Two African ore deals get NDRC nod
Post Date: 25 May 2010 Viewed: 523
The National Development and Reform Commission (NDRC) has given the nod to two proposed purchases by Wuhan Iron & Steel Group, giving the steel mill stakes in 2 billion tons of iron ore reserves.
According to a statement made Monday by the NDRC, Wuhan Iron & Steel will be able to purchase, together with Guangxin Foreign Trade Group and Kam Hing International Holdings, iron ore mining rights in Soalala, Madagascar. Soalala's iron ore reserves total about 800 million tons.
The mill will also purchase a controlling stake in Liberia-based Bong Iron Ore, which has proven reserves of over 1.3 billion tons.
Wuhan Iron and Steel, which sources more than 80 percent of its iron ore from imports, has been trying to become self-sufficient through winning stakes in and controlling mines overseas.
Wuhan Iron and Steel signed an agreement with Australian Centrex Metals Ltd (CXM) last week to jointly develop iron ore mines in southern Australia. It announced a plan in April to build a steel plant in Brazil. The company has set up two overseas resource investment companies in Canada and Austria.
Other domestic mills have also stepped up efforts to tap into markets with abundant mines, such as Africa, South America and the Middle East.

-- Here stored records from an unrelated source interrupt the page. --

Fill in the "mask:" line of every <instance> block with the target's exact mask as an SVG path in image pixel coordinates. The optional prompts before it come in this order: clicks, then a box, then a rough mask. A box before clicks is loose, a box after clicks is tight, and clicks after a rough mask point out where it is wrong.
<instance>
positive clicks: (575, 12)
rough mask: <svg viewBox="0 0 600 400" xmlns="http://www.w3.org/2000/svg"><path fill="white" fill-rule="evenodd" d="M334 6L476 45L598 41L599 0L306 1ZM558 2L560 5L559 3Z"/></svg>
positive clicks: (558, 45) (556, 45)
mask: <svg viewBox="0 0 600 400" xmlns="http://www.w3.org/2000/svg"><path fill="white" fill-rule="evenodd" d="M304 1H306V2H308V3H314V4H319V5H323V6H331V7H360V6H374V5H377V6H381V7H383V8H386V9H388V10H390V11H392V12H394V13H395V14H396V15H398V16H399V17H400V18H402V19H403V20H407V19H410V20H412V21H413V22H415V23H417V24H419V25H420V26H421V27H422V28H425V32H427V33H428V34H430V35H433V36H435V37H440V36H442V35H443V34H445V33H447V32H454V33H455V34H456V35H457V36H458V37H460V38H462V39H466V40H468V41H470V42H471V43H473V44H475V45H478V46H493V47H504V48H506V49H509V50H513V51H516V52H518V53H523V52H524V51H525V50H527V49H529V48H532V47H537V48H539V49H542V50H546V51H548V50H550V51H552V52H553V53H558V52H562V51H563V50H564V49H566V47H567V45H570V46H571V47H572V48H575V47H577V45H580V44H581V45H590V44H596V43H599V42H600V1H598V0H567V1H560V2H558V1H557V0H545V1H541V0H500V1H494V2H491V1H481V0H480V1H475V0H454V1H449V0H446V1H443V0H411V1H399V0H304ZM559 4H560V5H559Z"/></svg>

Anshan Iron and Steel Group plans to build four deformed steel bar plants and one electric steel mill with a US-based mill.

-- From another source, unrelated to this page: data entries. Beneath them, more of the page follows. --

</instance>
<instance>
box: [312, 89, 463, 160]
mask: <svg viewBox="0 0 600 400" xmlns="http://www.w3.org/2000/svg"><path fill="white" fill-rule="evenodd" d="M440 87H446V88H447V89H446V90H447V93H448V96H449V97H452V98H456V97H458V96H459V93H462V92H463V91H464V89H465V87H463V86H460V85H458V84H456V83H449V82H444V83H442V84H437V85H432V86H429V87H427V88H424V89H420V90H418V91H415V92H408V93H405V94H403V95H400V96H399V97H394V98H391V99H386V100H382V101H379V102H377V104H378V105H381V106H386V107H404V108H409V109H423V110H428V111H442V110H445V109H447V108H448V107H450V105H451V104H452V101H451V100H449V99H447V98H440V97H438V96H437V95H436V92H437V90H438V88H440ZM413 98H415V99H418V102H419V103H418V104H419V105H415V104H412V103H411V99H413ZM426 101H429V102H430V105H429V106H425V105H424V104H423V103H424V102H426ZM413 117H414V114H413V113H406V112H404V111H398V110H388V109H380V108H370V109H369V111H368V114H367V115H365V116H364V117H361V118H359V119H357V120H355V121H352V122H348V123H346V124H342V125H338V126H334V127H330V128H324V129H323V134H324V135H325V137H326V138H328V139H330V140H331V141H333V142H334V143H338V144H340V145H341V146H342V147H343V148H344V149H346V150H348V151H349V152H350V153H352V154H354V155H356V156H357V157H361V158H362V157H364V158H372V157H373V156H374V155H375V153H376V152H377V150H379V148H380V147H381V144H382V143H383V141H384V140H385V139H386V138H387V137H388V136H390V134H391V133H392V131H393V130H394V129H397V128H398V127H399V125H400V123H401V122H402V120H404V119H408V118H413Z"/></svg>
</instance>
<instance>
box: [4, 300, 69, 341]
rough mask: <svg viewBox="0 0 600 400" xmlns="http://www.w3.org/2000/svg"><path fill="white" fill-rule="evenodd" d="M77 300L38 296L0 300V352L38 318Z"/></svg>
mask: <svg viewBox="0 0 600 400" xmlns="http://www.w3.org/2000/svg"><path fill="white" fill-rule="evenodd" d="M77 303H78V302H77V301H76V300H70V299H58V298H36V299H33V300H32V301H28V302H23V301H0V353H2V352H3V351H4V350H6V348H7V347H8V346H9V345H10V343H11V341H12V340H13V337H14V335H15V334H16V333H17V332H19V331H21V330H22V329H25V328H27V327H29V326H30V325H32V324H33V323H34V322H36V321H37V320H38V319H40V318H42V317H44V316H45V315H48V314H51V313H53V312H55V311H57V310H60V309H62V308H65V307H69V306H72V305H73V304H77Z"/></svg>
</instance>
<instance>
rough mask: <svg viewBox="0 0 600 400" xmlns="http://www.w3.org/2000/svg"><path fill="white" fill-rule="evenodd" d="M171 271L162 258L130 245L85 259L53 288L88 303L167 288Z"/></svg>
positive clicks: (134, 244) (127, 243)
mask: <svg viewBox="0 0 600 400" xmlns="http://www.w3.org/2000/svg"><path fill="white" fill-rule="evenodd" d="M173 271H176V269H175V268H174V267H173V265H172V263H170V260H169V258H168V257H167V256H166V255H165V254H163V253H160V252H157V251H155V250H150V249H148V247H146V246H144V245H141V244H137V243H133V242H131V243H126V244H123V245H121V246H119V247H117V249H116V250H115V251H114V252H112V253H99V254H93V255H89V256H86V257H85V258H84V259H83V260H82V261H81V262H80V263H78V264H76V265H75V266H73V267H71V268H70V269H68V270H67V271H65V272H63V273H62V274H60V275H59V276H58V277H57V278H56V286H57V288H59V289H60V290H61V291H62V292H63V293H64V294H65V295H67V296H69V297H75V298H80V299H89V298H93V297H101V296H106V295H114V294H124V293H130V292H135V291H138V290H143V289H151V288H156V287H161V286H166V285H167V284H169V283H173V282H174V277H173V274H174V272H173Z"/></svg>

"The resource monopoly places world steel mills in a weak position in iron ore talks with the three major global miners [BHP Billiton, Rio Tinto and Vale]. Multiple iron ore sources will surely improve the current situation," Ma Zhongpu, chief analyst with the steel research company Umetal, told the Global Times.
The three miners have broken with 40 years of annual iron ore pricing tradition and are imposing a quarterly pricing system.
On Friday, many Chinese steel mills also received offers from Rio Tinto for free-on-board ore, with fine ore with a grade of 63.5 percent priced at $123 per ton and lump ore priced at $138 per ton. Free-on-board indicates a buyer pays the cost of marine shipping, insurance, transportation and unloading of the cargo. Buyers are fully responsible for the cargo after taking delivery.
The three miners are proposing prices of $160 per ton, including freight, in the third quarter.
Li Xinchuang, head of the Chinese Metallurgical Industry Research Institute, said Chinese steel mills should broaden their supply channels, but cau-tioned that mining cycles take a long time.
"It will take at least five years for iron ore in Liberia to feed Wuhan Iron and Steel, and its infrastructure, including ports and railways, is ready," Li said.
Li added the Madagascar mine will take more time to benefit the company due to its poor existing fundamental facilities.